[PATCH] Cochran_commander refactoring

Wed Jan 21 07:52:28 PST 2015

On 16-01-15 18:14, John Van Ostrand wrote:
> Is the application going to expect to see dives from oldest to newest?

Yes! This is very important for the "download only new dives" feature. 
If the application receives the dives in newest first order, it can stop 
the download as soon as it recognizes a dive that it already has. 
Libdivecomputer's internal implementation (using the fingerprint 
feature) also requires this.

That reminds me of a somewhat related issue. Currently the entire 
profile ringbuffer (or at least the part that contains dives) gets 
downloaded with a single large request. For applications not using 
libdivecomputer' built-in fingerprint feature, that means we will first 
download ALL dives, and then throw away the ones the application has 
already downloaded before. That's not really optimal. Especially because 
downloading only the new dives happens to be our most common use-case.

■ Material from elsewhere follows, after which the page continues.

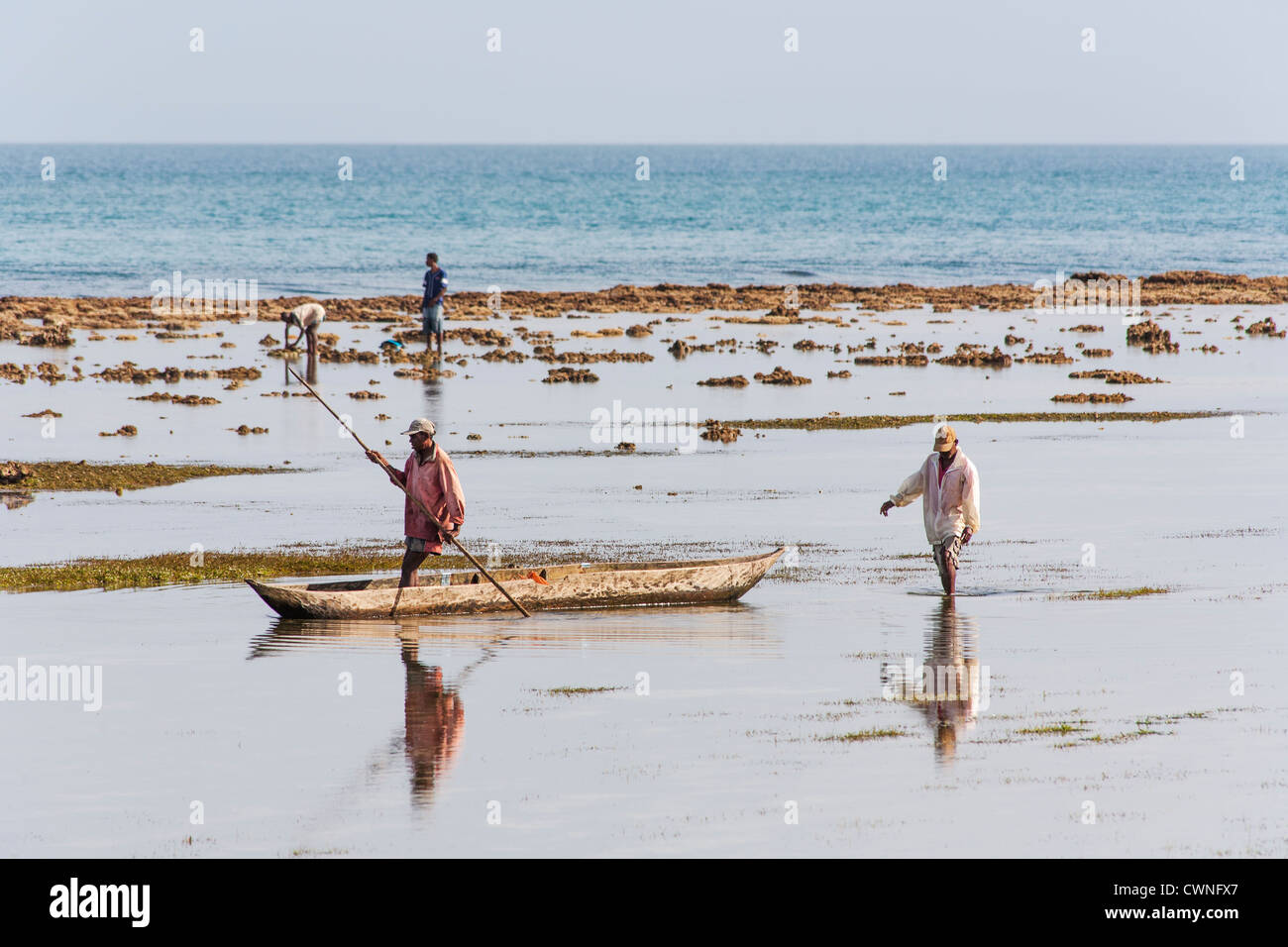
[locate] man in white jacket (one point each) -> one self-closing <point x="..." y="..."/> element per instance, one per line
<point x="948" y="486"/>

This could be improved by downloading the profile data with multiple 
smaller requests. For example one request per dive profile (or two 
request if the dive happens to cross the ringbuffer end). I believe this 
is technically possible with the Cochran protocol. Multiple request will 
probably add some extra overhead when doing a complete download. But I 
doubt that outweighs the benefits in the normal case of downloading only 
a few dives.

With multiple smaller requests it's also possible to cancel a download. 
So that's an extra advantage that's nearly impossible to implement 
correctly with just one large request.

>> Rather than assuming a value that might be too large, I would start 
>> with a
>> relative small value and increase whenever there is evidence that 
>> there is
>> indeed more memory. Since the last memory area contains the profile
>> ringbuffer, this evidence will most likely be a ringbuffer pointer 
>> that
>> points past our assumed end. That's something that's very easy to 
>> check.
>> 
> 
> Certainly it's easier if we know where memory starts and ends and I may 
> be
> close to figuring that out. I've programmed this with a few ideals in 
> mind.
> The first is to not dump a dive just because we aren't absolutely sure 
> of
> the data. I argue this because I assume most end users of 
> libdivecomputer
> (e.g. subsurface users) are not relying on the data to validate diving
> algorithms, they want to see a graphical representation of their dive. 
> If
> they are like me they want to see most of their dive even if the last 
> few
> samples are wrong. This explains why I'd like to see an attempt to 
> retrieve
> corrupt dives and dives that wrap the sample buffer. In my experience 
> it
> shows useful data. I'll get to my other ideals later.

We're not dropping any dives, only informing the caller that we did 
encounter data that we (currently) can't handle correctly. That's 
something completely different!

Relying on guessing is always error-prone and unreliable. Just one wrong 
sample is enough to render the recovery of a corrupted dive completely 
useless. For example if there is one depth sample completely out of 
range, then the application will scale the profile accordingly. The 
result is that the good part of the profile will be squeezed completely, 
and you won't be able to see anything useful at all. And things can get 
much worse too (see examples below).

> [...]
> 
> I can understand the point of view that we should fail when we are 
> unsure
> of data and then expect the end user to file a bug report. This would
> likely get earlier reports of errors but in the interim many new users
> might be turned away when the software fails to work for them.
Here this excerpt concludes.